新闻报道

5 月 22, 2014

Gengo cracks 200 million mark for words translated

Tokyo-based translation platform Gengo revealed earlier today that it has translated over 200 million words to date. It also boasts a network of 10,822 translators across 114 countries, who are translating at a rate of four words per second, or 240 words per minute.

“Gengo can translate twice as fast as a live translator can speak in a minute, or six times faster than the average person can type in a minute,” says Maitri Jani, PR Manager at Gengo.

Gengo’s website now shows the number of words the startup is translating in real time. CEO and cofounder Robert Laing says that unveiling its benchmarks to the public “marks the first step in Gengo’s overall Open Data Initiative.”

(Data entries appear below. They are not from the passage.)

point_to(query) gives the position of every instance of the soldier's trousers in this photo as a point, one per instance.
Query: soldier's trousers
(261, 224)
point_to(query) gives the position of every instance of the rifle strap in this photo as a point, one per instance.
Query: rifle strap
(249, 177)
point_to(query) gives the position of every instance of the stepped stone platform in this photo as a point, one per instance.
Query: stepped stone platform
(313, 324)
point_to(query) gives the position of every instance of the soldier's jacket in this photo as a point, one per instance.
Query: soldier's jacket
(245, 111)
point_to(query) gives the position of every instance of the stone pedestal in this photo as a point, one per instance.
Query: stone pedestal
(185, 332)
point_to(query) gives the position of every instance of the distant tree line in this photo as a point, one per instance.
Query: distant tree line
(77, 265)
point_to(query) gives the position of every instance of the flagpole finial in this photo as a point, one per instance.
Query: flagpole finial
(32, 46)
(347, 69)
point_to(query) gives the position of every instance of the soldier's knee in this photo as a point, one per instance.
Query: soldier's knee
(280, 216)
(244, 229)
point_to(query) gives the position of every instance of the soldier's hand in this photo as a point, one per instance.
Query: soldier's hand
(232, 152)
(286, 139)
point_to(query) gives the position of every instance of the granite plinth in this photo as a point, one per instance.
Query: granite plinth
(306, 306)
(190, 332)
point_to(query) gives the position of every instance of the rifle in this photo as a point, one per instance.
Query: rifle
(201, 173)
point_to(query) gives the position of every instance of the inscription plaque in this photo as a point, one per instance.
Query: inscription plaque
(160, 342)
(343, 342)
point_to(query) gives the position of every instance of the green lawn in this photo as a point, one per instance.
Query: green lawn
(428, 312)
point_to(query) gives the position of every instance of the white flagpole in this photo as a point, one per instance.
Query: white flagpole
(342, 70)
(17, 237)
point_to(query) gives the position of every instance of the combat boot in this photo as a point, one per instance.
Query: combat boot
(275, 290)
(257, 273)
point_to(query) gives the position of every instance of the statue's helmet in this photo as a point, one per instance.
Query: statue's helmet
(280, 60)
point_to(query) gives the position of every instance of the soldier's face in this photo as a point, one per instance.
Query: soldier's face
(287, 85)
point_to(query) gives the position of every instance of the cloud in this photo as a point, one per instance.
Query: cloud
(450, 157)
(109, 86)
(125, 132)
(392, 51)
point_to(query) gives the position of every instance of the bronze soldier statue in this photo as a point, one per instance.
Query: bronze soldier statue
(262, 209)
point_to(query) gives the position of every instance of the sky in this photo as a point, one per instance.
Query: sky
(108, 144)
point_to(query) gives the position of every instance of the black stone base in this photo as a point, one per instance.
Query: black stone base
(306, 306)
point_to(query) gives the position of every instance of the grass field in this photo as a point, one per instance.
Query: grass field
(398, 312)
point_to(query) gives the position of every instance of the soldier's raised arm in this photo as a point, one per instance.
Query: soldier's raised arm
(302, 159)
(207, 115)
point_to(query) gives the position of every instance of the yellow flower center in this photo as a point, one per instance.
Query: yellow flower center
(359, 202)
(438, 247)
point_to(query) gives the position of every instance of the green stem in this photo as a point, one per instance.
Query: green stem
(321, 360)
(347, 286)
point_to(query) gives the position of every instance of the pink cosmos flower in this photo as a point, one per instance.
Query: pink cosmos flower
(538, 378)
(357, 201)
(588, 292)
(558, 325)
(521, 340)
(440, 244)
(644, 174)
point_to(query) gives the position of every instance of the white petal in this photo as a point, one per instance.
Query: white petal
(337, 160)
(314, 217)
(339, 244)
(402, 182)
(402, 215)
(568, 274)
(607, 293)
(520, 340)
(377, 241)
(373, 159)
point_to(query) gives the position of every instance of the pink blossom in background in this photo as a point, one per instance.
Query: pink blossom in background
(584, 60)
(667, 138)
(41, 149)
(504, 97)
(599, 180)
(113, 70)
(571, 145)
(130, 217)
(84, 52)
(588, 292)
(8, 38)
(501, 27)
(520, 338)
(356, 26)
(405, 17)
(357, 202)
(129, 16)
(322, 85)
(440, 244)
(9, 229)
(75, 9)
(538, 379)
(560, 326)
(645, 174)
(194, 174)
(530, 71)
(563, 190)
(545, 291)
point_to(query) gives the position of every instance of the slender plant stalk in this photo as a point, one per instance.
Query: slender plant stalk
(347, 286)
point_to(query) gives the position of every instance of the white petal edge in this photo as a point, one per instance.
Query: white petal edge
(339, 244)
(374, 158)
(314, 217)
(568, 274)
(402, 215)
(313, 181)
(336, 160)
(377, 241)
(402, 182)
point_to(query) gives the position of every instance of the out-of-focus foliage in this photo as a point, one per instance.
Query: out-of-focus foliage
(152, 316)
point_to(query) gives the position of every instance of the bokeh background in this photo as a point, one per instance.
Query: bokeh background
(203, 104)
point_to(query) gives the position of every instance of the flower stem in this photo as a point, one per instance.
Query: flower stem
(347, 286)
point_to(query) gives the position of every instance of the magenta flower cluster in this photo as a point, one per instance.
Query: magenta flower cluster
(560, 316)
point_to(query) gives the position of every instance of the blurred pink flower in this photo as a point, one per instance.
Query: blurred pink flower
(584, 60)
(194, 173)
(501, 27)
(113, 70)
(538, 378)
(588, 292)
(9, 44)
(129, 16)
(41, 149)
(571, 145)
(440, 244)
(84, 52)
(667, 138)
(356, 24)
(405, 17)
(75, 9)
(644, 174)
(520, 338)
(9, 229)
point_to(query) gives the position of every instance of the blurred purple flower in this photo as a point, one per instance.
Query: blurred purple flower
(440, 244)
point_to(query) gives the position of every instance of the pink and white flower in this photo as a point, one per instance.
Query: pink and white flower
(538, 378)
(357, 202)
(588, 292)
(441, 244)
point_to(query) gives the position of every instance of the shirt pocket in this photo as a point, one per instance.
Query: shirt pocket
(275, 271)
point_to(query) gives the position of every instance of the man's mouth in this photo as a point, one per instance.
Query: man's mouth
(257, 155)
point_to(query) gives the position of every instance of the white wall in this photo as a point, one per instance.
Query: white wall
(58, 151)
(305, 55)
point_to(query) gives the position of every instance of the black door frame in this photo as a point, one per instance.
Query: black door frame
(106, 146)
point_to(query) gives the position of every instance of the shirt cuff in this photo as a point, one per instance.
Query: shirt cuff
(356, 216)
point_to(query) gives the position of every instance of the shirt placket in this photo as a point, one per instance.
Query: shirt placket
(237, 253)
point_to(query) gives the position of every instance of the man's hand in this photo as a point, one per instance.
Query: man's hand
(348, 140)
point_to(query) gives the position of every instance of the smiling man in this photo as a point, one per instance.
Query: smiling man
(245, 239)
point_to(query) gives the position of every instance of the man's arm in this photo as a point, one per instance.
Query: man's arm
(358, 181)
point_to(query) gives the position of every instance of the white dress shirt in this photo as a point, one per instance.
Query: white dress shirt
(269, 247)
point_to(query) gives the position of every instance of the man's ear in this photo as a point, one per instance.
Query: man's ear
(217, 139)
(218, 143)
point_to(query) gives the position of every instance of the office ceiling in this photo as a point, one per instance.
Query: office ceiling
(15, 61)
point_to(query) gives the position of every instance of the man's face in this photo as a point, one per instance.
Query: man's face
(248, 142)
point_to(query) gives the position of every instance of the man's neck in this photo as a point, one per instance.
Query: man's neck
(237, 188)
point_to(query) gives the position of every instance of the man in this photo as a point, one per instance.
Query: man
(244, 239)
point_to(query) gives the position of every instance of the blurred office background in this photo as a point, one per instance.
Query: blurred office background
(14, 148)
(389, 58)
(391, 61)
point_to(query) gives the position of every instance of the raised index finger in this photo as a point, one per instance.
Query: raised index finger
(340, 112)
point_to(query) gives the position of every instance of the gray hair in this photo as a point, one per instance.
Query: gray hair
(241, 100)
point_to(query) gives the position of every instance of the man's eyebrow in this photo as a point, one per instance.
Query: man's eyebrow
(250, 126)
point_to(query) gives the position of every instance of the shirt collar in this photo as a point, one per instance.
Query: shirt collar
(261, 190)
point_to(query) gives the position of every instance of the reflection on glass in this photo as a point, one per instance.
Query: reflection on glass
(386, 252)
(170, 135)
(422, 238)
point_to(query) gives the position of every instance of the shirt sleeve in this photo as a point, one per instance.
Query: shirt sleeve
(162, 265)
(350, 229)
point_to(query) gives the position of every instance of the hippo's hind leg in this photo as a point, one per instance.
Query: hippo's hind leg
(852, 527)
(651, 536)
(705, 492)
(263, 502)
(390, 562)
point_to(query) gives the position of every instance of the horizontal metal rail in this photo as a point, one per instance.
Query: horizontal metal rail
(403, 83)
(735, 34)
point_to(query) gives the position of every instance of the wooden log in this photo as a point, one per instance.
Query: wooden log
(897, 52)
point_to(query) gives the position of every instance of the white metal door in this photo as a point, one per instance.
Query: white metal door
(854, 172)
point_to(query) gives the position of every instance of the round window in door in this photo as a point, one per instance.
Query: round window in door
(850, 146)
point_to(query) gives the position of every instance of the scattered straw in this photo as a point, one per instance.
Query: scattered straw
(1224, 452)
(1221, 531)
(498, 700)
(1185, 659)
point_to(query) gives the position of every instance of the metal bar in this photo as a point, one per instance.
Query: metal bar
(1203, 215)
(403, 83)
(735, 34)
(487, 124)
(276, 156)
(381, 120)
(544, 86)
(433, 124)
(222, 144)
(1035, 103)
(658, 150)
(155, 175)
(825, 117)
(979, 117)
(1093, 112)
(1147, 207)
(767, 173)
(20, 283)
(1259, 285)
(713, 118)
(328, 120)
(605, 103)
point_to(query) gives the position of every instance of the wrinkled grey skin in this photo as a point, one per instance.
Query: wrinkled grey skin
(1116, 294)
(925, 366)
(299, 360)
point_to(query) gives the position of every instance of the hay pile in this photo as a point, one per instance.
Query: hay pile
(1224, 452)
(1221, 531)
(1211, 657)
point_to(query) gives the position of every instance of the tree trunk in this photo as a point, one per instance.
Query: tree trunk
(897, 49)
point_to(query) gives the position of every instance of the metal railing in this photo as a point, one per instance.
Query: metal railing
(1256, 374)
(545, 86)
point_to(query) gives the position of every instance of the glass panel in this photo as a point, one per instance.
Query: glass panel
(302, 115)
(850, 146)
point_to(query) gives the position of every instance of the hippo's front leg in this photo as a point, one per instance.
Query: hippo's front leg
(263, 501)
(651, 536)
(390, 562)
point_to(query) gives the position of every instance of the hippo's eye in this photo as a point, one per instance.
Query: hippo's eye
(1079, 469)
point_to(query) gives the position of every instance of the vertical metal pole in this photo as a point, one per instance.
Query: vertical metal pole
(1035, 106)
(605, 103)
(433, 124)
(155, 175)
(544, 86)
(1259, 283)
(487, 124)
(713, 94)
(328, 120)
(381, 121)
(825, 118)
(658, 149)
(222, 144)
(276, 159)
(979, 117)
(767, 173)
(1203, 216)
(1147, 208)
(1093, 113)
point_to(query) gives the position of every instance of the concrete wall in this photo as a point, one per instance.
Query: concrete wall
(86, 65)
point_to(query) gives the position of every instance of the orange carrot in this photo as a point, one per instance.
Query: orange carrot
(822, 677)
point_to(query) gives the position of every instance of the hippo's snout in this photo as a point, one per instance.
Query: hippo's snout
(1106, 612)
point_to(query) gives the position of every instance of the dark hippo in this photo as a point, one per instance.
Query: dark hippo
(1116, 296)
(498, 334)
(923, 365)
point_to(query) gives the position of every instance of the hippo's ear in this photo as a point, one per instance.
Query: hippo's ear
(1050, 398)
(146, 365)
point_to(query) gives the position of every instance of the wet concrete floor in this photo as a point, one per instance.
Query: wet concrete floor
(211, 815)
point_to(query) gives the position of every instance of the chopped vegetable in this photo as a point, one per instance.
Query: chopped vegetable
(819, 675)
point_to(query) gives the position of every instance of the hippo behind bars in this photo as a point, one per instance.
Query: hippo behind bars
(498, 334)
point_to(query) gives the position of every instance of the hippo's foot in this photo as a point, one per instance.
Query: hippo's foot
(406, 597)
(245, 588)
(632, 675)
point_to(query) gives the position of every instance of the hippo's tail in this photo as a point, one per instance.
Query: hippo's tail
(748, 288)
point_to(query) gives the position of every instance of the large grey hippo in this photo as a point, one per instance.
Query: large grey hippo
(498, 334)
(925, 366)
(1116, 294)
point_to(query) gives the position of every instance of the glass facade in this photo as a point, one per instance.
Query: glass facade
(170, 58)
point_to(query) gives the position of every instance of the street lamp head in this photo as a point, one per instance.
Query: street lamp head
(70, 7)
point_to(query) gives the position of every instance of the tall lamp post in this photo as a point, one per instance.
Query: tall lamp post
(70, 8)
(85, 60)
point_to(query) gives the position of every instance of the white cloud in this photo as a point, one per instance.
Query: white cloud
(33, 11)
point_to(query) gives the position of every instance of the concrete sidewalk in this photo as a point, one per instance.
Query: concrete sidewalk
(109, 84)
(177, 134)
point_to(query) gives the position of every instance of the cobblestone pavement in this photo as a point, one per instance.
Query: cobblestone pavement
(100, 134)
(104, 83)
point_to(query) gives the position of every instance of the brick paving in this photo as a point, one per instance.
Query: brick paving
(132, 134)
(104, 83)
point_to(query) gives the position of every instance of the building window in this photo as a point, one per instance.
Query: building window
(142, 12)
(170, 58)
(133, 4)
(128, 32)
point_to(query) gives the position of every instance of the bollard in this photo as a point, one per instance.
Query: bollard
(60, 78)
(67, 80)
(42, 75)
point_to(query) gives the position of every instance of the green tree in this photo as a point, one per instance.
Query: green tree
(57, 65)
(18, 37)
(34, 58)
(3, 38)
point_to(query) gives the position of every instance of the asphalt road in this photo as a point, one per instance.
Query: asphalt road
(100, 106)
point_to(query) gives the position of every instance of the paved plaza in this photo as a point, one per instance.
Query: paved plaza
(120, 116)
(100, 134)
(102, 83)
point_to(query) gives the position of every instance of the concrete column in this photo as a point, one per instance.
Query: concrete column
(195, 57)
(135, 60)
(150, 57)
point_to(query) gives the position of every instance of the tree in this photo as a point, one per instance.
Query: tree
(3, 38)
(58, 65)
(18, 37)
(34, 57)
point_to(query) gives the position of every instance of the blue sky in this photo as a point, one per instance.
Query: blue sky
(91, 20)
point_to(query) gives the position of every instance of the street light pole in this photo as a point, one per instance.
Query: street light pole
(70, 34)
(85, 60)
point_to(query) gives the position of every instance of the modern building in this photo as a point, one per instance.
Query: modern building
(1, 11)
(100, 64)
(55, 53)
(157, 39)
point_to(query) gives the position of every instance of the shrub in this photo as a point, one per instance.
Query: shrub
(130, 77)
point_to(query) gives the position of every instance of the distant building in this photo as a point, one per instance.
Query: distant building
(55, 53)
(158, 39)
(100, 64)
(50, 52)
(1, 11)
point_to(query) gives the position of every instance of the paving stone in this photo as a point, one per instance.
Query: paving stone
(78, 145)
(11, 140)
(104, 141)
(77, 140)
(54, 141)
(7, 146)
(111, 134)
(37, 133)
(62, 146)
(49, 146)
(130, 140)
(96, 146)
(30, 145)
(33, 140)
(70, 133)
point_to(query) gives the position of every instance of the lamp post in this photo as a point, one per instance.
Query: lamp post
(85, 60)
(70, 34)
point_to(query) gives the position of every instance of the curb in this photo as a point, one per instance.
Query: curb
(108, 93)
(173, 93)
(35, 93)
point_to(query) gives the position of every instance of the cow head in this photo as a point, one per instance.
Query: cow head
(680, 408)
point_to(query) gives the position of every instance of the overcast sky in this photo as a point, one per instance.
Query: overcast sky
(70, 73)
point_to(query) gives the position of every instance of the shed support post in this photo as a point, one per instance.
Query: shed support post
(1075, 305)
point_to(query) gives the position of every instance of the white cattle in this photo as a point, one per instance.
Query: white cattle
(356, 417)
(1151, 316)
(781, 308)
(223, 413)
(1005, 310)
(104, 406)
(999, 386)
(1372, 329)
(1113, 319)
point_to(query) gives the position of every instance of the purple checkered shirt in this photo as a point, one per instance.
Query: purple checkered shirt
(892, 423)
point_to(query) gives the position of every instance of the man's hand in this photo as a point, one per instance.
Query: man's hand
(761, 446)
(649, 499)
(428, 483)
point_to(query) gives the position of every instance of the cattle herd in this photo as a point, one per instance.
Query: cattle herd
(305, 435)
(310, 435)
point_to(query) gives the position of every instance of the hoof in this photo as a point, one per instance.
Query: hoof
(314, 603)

“In the near future, we plan to share a wide range of operational data from our platform. We believe this kind of transparency is lacking in our industry and it will provide our customers with the information they need to find fast and easy human translations at scale,” says Laing.

Gengo also announced that it has added three new language pairs in its platform: English to Serbian, English to Slovak and English to Ukrainian. In total, it currently offers translations in 34 languages and 58 language pairs. Some of its clients include Alibaba, YouTube, Rakuten, and TripAdvisor.

Founded in 2008 by Robert Laing and Matthew Romaine, Gengo has raised a total of $19 million in funding to date from Atomico, Intel Capital, Infocomm Investments, and others. Gengo’s competitors include Tokyo-based Conyac and Smartling, which recently raised $25 million in funding.

Geeks at heart, both Laing and Romaine told Tech in Asia in a previous interview that the company is investing heavily in its crowd management system and technology. “A lot of technology that we build, you don’t see it. We have a saying in Gengo — “click, boom, amazing” — what’s amazing to us means the speed and quality of Gengo’s translation,” says Romaine.